Klarheit, Wortwahl, Satzbau – alles wichtig. ABER: Dieser Mix bietet noch keine Überzeugungskraft. Es fehlt die eine Zutat, die die Menschen wirklich erreicht:

Der Perspektivenwechsel.
Ich möchte es so erklären: In meinen Schulungen sind Vorlagen für gelungene Formulierungen enorm beliebt. Das leuchtet mir ein. Eine Sammlung frischer Textbausteine fühlt sich an wie eine satt gefüllte Geldtasche. Da kann nicht mehr viel schiefgehen, möchte man denken …
Doch diese Sicherheit ist trügerisch.
Denn auch ein Kleiderschrank voller schöner Sachen, führt nicht zwingend zu stilvollen Outfits.
Ohne G’spür kann einiges aus dem Ruder laufen.
Gute Vorlagen helfen, besser zu schreiben. Was sie jedoch nicht ersetzen können, ist das Interesse an Menschen.
Unsere Texte wirken aber erst dann überzeugend, wenn wir uns in die Schuhe unserer Gegenüber versetzen.
Das gelingt uns mit diesem Raster: Wir erinnern uns daran, dass sich jedes Angebot auf drei Ebenen beschreiben lässt …
EIGENSCHAFTEN
Das Auto ist rot, 5-türig, 170 PS. Eigenschaften sind messbar.
VORTEILE
Es ist größer als das Vorgängermodell, geländegängiger, schneller, eleganter. Vorteile ergeben sich aus Vergleichen. Auch Vorteile sind messbar.
NUTZEN
Hier sind wir richtig, wenn es um Überzeugungskraft geht! Denn hier kommt der Perspektivenwechsel ins Spiel. Warum?
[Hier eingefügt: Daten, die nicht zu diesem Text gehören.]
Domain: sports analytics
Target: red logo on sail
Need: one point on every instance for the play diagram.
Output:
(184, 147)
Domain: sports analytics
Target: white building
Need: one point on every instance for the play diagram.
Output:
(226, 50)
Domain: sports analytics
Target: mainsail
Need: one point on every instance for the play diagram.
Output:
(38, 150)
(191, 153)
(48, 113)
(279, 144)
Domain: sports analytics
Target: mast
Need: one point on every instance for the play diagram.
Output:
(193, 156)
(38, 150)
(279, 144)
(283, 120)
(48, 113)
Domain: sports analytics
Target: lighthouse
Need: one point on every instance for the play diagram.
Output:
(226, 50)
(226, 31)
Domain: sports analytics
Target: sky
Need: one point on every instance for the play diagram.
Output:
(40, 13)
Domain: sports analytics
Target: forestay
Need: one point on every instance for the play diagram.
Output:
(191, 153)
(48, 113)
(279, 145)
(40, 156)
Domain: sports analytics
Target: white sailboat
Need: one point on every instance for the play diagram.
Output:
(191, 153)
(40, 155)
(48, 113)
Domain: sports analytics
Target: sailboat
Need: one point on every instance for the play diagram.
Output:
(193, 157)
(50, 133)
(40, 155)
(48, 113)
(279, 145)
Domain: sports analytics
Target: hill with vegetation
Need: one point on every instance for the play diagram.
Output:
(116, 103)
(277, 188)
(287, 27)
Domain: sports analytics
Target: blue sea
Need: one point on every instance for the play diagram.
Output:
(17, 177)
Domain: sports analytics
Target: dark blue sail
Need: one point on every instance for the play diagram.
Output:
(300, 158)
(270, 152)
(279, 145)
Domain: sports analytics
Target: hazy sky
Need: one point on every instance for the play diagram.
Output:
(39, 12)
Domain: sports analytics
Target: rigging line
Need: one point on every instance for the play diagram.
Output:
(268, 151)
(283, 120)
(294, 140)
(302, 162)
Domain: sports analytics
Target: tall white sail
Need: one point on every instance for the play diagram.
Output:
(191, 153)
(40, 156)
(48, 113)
Was nützlich ist, wird von den aktuellen Bedürfnissen unserer Kund*innen bestimmt. Welches Auto das beste für mich ist, hängt von meiner Lebenssituation ab. Von meinen Wünschen, Träumen, Ängsten, Möglichkeiten. Deshalb sind (nur) Texte, die auf diese Motivationen eingehen, wirklich interessant.
Doch sich in die Perspektive anderer zu versetzen, strengt uns an. Wir haben einen eingebauten Widerstand dagegen.
Der Grund dafür: Wir gehen mit jedem Perspektivenwechsel ein Risiko ein. Denn was wir herausfinden, könnte unsere eigene Sicht in Frage stellen. Die Psychologie nennt diesen Widerstand Confirmation Bias oder Bestätigungstendenz. Man möchte es nicht glauben, aber Empathie muss tatsächlich diese innere Hürde überwinden. Erst dann fühlen wir uns wirklich ein.
Gleichzeitig macht gerade dieses Einfühlen – der Perspektivenwechsel – unglaublichen Spaß. Es ist eine der wunderschönen Seiten des Schreibens – UND die wichtigste Zutat von Überzeugungskraft!